Derrick Layton, who is currently assigned to the Northwestern District, faces charges of second-degree assault, fourth-degree sexual assault, and "committing a wrongful act in the performance of his duties," according to court documents. Layton was previously a detective in the Southeastern District, online court records indicate. His most recent cases-burglaries-were filed on Aug. 27.
The criminal information, quietly filed in Circuit Court on Aug. 8, contains few details other than the alleged incident date of Jan. 22, 2013 and a list of witnesses and the complainant, a female police officer. But Layton's lawyer, Warren Brown, says the charges are baseless and implausible.
"It's the dumbest thing I've ever seen," Brown says by phone from his office. "He supposedly fondled one of his colleagues right in front of his lieutenant in the office. She's in uniform with a [bulletproof] vest. What are you gonna feel through a vest?"
A Southeastern District lieutenant is listed in the information, plus a Western District sergeant. There are two detectives whose assignments are listed as EEOC-Equal Employment Opportunity Commission. City Paper received an anonymous tip that the case had been filed. Baltimore police spokesperson Lt. John Kowalczyk did not respond to an email asking about the case or the department's policy regarding press releases and mug shots of police accused of crimes.
In late August, a grand jury indicted Baltimore police officer Frederick Allen on charges of having sex with a minor. Police Commissioner Anthony Batts released a statement in that case, calling the officer's actions "shameful" and "a great disservice to the hard work of the men and women of the Baltimore Police Department."
In July, a Baltimore police officer was charged in the county with pulling a gun on her son. County police handed out a mug shot in that case, and Kowalczyk told reporters she had been suspended without pay.
In May, a Baltimore cop was charged with in connection with drug dealing and identity theft.

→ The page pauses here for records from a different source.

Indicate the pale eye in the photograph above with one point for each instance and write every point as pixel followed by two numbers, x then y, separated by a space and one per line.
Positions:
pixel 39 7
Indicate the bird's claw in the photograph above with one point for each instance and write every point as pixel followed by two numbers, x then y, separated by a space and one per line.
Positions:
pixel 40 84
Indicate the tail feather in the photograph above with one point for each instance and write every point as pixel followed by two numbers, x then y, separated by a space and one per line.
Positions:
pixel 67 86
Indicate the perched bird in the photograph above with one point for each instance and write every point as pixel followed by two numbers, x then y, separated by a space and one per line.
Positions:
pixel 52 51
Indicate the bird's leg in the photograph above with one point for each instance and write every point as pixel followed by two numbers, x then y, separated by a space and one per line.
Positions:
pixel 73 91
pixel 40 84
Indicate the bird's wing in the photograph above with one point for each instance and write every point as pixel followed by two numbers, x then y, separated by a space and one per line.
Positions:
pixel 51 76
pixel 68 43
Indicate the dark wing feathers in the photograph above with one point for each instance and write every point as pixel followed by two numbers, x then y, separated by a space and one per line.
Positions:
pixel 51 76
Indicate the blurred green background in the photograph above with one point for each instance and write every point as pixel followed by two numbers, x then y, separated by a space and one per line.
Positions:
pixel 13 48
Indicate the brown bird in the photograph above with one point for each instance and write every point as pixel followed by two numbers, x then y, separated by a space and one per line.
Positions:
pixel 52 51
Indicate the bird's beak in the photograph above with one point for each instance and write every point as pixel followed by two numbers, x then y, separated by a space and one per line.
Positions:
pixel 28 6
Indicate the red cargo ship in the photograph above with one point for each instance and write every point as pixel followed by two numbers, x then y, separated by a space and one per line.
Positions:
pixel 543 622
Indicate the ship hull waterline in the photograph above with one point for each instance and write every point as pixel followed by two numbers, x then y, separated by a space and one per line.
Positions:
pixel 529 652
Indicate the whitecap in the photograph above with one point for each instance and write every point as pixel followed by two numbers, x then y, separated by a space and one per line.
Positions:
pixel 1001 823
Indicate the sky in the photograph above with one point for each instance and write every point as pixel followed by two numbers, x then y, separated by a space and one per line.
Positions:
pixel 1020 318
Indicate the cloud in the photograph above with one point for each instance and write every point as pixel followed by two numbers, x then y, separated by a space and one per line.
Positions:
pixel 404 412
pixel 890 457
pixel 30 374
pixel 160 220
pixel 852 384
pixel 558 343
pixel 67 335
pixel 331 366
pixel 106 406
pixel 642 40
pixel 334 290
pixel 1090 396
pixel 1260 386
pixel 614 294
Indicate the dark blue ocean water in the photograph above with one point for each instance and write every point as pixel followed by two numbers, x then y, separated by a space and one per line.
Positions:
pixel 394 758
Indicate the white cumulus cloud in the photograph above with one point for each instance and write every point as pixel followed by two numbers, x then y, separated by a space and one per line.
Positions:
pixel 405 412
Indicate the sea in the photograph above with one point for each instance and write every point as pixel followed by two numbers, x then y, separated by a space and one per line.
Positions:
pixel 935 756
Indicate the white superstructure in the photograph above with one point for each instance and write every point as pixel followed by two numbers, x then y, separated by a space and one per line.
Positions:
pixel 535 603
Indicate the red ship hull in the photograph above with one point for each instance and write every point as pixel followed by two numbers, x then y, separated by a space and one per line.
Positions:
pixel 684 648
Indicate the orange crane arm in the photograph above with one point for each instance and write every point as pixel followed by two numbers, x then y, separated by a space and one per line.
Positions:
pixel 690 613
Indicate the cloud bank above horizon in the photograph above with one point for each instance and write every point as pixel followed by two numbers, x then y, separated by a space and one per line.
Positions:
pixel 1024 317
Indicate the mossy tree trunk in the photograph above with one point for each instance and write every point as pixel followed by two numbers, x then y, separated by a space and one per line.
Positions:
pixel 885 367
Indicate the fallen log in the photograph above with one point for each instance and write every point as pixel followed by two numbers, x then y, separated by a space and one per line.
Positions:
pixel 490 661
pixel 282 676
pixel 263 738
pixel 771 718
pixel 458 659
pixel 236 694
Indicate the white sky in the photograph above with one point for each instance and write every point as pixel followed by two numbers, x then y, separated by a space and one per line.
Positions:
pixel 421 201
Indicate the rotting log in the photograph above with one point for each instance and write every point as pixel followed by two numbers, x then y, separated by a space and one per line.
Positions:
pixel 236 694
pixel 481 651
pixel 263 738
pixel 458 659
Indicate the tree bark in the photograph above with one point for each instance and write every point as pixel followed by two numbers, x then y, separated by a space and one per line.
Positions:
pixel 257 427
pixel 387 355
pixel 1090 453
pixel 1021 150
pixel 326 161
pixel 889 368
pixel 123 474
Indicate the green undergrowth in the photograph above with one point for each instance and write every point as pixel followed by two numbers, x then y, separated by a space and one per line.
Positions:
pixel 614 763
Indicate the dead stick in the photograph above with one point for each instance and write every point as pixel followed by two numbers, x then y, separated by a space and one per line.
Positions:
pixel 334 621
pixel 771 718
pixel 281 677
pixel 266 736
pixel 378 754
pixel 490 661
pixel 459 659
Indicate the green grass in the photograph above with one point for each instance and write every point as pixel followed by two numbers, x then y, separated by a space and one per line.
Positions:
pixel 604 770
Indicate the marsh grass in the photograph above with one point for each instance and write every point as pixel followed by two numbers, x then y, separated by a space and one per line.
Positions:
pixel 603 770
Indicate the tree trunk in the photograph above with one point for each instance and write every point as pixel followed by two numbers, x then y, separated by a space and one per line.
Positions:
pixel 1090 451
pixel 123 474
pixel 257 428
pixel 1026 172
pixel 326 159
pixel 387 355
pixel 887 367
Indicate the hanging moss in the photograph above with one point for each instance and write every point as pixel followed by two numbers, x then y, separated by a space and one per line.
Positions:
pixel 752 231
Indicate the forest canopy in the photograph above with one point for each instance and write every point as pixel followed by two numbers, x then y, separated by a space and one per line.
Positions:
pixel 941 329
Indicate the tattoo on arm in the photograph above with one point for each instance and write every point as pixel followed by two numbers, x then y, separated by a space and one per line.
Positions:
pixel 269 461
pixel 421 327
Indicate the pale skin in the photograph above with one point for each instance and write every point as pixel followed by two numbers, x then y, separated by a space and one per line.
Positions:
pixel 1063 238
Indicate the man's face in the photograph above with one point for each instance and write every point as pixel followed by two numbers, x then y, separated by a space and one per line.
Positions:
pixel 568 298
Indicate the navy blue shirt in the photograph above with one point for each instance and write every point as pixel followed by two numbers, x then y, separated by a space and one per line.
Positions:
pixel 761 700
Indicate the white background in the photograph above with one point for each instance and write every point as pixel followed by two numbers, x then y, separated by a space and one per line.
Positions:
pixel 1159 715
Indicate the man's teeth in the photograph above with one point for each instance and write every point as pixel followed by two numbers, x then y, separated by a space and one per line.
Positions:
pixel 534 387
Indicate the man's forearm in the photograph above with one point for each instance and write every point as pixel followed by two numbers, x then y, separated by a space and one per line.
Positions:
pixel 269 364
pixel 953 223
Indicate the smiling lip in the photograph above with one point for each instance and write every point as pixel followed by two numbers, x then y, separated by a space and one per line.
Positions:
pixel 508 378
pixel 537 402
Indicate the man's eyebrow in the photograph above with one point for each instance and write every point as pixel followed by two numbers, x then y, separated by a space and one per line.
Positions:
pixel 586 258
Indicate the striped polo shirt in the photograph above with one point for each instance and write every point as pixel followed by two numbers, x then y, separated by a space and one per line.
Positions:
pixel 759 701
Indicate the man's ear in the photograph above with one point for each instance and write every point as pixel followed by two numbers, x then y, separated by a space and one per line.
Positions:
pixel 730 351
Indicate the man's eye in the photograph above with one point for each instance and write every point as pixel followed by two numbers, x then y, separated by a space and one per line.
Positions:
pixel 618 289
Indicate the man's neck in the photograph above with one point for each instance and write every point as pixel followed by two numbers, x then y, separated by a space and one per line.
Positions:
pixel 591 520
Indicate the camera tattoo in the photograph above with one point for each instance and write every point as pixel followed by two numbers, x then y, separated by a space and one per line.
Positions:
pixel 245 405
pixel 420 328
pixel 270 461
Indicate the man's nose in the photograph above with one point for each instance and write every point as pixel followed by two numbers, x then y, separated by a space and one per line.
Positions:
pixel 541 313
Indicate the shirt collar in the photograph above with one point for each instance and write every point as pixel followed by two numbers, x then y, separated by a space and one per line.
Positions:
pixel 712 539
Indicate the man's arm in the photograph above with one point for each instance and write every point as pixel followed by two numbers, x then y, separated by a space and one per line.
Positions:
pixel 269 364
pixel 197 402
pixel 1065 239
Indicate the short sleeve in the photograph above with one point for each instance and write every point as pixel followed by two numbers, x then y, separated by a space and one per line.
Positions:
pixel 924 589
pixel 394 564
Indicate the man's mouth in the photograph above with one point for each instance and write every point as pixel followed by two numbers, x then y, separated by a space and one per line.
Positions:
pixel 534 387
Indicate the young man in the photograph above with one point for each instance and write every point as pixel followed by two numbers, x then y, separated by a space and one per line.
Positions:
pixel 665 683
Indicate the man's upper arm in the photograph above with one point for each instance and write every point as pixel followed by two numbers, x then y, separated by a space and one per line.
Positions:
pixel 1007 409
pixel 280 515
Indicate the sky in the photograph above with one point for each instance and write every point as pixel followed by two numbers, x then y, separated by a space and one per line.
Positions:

And in 2011 former Commissioner Frederick Bealefeld personally collected the badges of some of the more than 30 city cops who were being charged in a scam involving towing companies.
But the department had not given Layton's case any publicity.
Brown says his client has had no internal discipline issues with the department during his career, though he believes the accuser has "had some internal affairs things I'm looking into."
Brown attacks the accuser's character. "As much foreplay that goes on between police officers," he says, "she's either particularly sensitive or something is not right with her."